EYE MOVEMENT DESENSITIZATION AND REPROCESSING (EMDR)
What is EMDR?
EMDR is an evidence-based approach used to help people heal from trauma or other adverse life experiences. Using bilateral stimulation, EMDR helps reprocess traumatic memories, which alleviates emotional and psychological symptoms in response to the event(s).
Trauma and the Brain
Much like a filing cabinet, our brains have an inherent information processing system to help us store every single bit of information we have gathered as we go about our day.
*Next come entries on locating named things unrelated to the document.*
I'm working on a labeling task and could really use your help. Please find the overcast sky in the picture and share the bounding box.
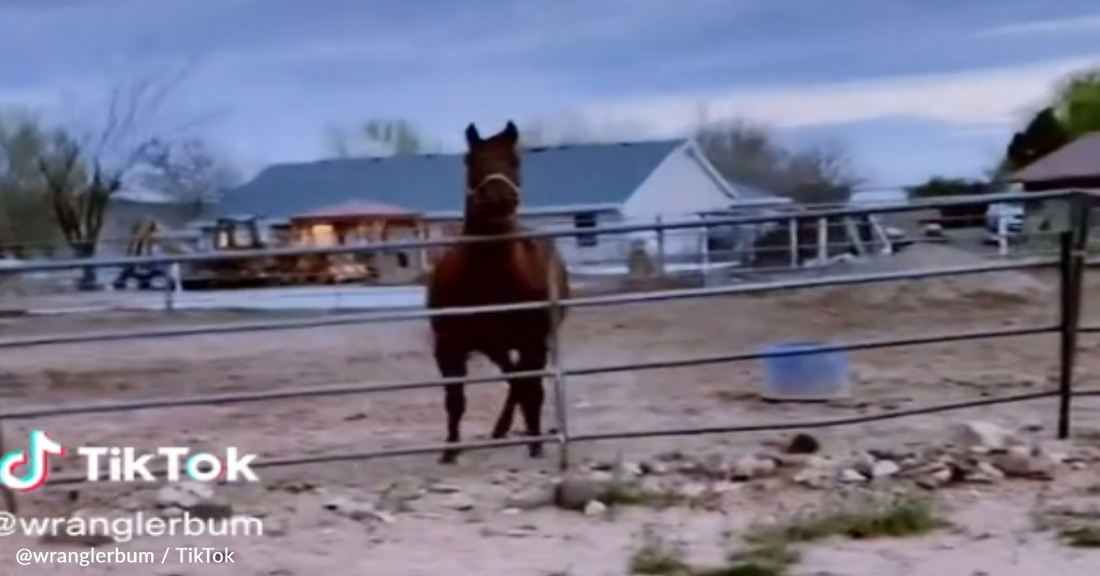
[0,0,1100,193]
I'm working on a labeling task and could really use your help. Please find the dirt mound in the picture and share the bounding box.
[791,244,1054,310]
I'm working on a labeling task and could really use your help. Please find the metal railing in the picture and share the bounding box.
[0,191,1100,511]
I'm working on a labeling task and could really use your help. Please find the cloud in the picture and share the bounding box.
[976,14,1100,38]
[0,0,1100,184]
[584,53,1100,135]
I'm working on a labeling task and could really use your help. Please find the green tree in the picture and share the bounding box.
[1001,69,1100,171]
[1004,107,1073,171]
[1052,69,1100,139]
[326,118,440,158]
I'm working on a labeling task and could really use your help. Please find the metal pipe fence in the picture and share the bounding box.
[0,191,1100,511]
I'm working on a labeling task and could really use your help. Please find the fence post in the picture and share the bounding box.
[1048,193,1092,440]
[787,218,802,269]
[164,262,182,312]
[539,256,570,473]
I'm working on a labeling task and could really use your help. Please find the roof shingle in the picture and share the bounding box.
[218,140,685,218]
[1010,132,1100,184]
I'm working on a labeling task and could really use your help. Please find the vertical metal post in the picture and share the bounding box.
[1058,193,1092,440]
[817,218,829,260]
[656,214,668,278]
[547,252,570,473]
[164,262,180,312]
[787,218,800,269]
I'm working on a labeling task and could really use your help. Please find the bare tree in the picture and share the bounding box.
[134,137,242,220]
[37,65,214,290]
[326,118,441,158]
[0,109,66,258]
[695,120,862,204]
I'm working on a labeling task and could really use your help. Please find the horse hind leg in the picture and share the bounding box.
[436,341,469,464]
[486,350,519,440]
[510,345,548,458]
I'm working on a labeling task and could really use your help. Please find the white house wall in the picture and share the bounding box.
[623,144,734,220]
[623,144,736,266]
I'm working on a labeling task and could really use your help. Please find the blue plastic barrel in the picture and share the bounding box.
[759,342,851,402]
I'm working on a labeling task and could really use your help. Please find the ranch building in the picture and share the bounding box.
[216,140,789,264]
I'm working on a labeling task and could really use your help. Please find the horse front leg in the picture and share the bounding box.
[435,340,470,464]
[509,344,549,458]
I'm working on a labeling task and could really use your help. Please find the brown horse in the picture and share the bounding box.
[428,121,570,464]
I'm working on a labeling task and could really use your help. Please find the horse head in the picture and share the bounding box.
[465,121,521,234]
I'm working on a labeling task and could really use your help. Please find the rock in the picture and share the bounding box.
[848,452,875,476]
[839,468,867,484]
[428,483,462,494]
[447,492,475,512]
[187,500,234,520]
[791,456,836,488]
[552,476,614,511]
[325,497,393,522]
[680,454,732,480]
[156,480,215,510]
[871,459,901,478]
[584,500,607,516]
[729,455,778,480]
[990,446,1057,480]
[639,459,671,476]
[955,420,1015,452]
[504,484,558,510]
[783,433,822,454]
[966,461,1004,484]
[915,466,955,490]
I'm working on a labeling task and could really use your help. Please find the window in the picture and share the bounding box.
[573,212,600,248]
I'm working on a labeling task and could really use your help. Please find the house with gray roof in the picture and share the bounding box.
[217,140,780,266]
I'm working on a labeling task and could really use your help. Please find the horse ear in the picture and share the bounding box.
[466,122,482,146]
[501,120,519,145]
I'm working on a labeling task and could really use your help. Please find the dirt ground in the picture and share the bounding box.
[0,266,1100,576]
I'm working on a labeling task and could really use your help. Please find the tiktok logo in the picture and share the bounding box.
[0,430,65,492]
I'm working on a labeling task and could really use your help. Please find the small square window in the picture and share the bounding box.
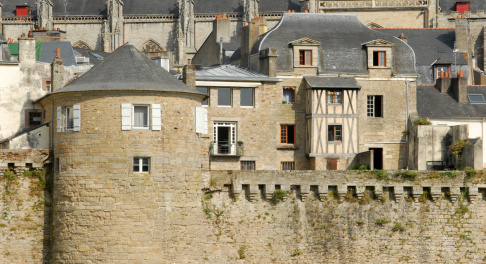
[327,91,343,104]
[241,161,255,170]
[64,106,74,130]
[327,125,343,142]
[196,87,209,106]
[467,94,485,104]
[280,125,295,144]
[240,88,254,106]
[366,95,383,117]
[133,105,149,129]
[133,158,150,172]
[373,51,386,67]
[280,161,295,170]
[282,86,295,104]
[299,50,312,66]
[218,88,232,106]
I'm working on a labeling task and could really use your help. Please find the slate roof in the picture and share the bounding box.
[417,86,486,118]
[304,76,361,89]
[377,29,467,66]
[252,13,416,74]
[0,0,300,17]
[439,0,486,14]
[196,65,282,82]
[53,44,201,94]
[39,41,77,66]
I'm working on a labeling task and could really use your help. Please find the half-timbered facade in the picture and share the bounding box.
[305,77,361,169]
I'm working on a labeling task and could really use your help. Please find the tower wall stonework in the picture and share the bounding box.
[45,93,213,263]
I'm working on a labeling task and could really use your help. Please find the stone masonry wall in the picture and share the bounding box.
[0,150,50,264]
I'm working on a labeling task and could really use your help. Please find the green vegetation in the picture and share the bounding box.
[413,116,432,126]
[273,190,287,200]
[375,218,390,226]
[392,222,407,232]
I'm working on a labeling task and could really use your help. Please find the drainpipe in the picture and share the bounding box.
[405,81,410,170]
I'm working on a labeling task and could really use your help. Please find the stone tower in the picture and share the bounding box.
[41,44,211,263]
[37,0,53,29]
[102,0,123,52]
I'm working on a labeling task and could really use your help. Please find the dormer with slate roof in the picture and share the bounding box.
[289,37,321,74]
[363,39,395,72]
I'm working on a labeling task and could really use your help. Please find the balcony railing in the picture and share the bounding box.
[209,141,244,156]
[319,0,429,9]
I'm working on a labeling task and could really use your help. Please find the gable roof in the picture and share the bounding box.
[251,13,416,75]
[417,86,486,118]
[53,44,201,94]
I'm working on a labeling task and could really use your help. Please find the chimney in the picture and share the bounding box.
[452,74,468,104]
[182,64,196,89]
[455,18,469,52]
[213,15,231,43]
[152,50,173,71]
[240,18,264,68]
[260,48,277,77]
[437,71,452,94]
[51,48,64,91]
[19,34,35,68]
[398,33,408,43]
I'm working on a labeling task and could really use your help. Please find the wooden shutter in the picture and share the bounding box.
[122,104,132,130]
[152,104,162,131]
[196,107,208,134]
[56,106,62,132]
[73,105,81,131]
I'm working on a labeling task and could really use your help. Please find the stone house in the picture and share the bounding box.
[196,13,417,170]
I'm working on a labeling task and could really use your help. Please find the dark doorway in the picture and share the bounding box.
[370,148,383,170]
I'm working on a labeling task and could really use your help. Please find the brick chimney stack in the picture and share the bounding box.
[182,64,196,89]
[51,48,64,91]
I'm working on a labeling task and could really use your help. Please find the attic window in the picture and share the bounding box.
[373,51,386,67]
[467,94,485,104]
[456,2,469,14]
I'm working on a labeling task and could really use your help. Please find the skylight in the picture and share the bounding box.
[467,94,485,104]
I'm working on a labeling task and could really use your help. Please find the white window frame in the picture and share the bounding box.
[133,157,151,173]
[132,104,150,130]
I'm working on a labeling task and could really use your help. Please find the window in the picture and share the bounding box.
[64,106,74,130]
[56,105,81,132]
[133,105,149,129]
[196,87,209,106]
[240,88,254,106]
[280,161,295,170]
[280,125,295,144]
[467,94,485,104]
[133,158,150,172]
[373,51,386,67]
[121,104,162,130]
[366,95,383,117]
[327,125,343,141]
[241,161,255,170]
[299,50,312,66]
[282,86,295,104]
[327,91,343,104]
[456,2,469,14]
[218,88,231,106]
[434,65,451,80]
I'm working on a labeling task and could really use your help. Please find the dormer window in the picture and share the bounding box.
[373,51,386,67]
[289,38,321,68]
[363,39,395,69]
[299,50,312,66]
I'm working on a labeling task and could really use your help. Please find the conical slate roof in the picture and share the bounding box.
[53,44,201,94]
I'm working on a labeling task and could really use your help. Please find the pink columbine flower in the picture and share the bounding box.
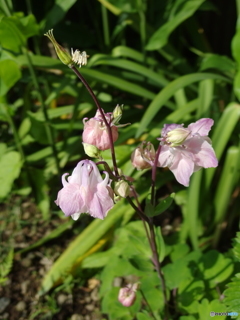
[118,283,139,307]
[131,141,155,170]
[82,110,118,150]
[158,118,218,187]
[55,160,114,220]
When we experience a trauma or adverse event, our brains don’t know how to process or store this information due to high arousal, so the memories are encoded (or filed away) as survival information, creating distress responses when we encounter triggers either related or unrelated to the trauma.
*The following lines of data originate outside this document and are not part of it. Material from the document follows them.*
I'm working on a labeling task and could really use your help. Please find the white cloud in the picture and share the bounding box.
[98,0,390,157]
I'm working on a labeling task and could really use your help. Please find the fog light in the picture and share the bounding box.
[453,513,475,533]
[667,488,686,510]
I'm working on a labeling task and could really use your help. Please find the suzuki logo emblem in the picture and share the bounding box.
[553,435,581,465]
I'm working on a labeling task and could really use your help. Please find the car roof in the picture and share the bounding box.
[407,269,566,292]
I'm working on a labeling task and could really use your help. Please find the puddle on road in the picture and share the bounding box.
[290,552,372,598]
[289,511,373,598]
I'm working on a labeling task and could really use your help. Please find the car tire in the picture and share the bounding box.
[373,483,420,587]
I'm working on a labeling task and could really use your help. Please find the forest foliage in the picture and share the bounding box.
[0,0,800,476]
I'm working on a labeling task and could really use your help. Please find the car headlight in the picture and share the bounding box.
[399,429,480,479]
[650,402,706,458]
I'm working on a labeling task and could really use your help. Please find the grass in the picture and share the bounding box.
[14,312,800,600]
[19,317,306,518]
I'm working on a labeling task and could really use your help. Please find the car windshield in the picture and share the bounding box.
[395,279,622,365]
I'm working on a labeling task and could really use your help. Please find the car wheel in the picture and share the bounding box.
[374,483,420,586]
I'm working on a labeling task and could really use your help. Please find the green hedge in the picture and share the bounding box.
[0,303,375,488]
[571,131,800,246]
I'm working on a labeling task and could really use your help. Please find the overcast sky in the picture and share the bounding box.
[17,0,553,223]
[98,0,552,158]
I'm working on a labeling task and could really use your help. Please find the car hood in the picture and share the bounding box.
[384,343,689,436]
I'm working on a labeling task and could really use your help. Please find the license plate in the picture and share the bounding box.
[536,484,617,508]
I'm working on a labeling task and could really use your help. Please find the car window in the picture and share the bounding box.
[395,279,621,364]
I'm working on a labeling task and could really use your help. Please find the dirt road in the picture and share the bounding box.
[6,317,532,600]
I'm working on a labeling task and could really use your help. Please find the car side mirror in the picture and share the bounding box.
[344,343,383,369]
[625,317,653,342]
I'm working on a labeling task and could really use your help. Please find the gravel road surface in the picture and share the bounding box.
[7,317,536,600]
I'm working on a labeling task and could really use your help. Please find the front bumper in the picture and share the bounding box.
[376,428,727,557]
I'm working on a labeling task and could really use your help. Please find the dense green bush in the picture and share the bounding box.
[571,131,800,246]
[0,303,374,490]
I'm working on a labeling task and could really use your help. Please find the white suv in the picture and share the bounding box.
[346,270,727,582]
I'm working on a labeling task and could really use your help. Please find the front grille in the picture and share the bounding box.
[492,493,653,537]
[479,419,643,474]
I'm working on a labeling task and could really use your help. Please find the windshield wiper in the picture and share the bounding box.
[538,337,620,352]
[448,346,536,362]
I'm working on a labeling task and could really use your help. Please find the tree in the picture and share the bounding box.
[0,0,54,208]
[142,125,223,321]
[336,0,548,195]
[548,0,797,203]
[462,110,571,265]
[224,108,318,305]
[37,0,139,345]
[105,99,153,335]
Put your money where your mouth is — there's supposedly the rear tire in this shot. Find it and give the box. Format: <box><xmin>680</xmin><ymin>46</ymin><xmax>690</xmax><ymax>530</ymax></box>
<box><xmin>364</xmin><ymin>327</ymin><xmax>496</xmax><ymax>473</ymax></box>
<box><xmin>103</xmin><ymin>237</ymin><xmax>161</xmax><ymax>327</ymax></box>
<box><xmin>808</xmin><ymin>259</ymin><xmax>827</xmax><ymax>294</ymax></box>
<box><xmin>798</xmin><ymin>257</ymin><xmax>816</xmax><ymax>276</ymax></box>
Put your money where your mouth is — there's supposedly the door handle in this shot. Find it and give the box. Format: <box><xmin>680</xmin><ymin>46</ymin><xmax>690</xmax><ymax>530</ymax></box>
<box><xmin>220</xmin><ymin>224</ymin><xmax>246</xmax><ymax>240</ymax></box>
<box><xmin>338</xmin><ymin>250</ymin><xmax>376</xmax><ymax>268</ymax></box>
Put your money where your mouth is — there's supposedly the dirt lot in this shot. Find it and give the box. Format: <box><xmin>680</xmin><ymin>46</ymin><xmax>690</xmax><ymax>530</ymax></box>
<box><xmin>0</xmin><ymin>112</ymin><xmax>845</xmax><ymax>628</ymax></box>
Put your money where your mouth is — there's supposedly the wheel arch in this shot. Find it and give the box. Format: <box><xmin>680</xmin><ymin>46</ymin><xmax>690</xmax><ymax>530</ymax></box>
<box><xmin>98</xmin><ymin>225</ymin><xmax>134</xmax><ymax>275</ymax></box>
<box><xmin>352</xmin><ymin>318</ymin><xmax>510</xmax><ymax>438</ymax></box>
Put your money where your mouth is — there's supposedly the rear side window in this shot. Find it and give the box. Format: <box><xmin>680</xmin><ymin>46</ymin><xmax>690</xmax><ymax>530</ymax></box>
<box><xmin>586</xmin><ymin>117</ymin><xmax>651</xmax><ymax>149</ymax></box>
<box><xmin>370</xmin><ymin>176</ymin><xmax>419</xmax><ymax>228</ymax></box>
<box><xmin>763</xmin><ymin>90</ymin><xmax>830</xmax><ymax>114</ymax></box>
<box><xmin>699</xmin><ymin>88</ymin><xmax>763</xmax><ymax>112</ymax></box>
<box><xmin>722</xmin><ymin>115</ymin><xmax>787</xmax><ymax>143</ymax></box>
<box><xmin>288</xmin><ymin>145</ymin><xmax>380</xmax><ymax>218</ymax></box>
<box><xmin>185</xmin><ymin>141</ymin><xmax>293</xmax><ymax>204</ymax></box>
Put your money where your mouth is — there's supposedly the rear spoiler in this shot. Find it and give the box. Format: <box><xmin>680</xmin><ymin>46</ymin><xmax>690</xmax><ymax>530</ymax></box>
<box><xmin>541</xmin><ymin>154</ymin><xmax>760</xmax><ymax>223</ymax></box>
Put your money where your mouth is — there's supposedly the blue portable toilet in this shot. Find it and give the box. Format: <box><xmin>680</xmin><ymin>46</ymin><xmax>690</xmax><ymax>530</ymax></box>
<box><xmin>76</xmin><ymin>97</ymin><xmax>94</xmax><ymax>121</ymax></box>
Common responses to triggered memories
Negative perceptions of self
Trouble sleeping or nightmares
Feeling jumpy or easily startled
How does EMDR work?
Research has found that certain eye movements, or other forms of bilateral stimulation, have reduced the intensity of disturbing thoughts related to traumatic or adverse events. During EMDR, the stuck memories are stimulated and then connected to other information in our brains so that the memory can be encoded as an event that occurred in the past, and therefore can no longer hurt us. It also strengthens our ability to reframe our thoughts associated with the traumatic/adverse memory, which further reduces our distress response to memories of the event(s).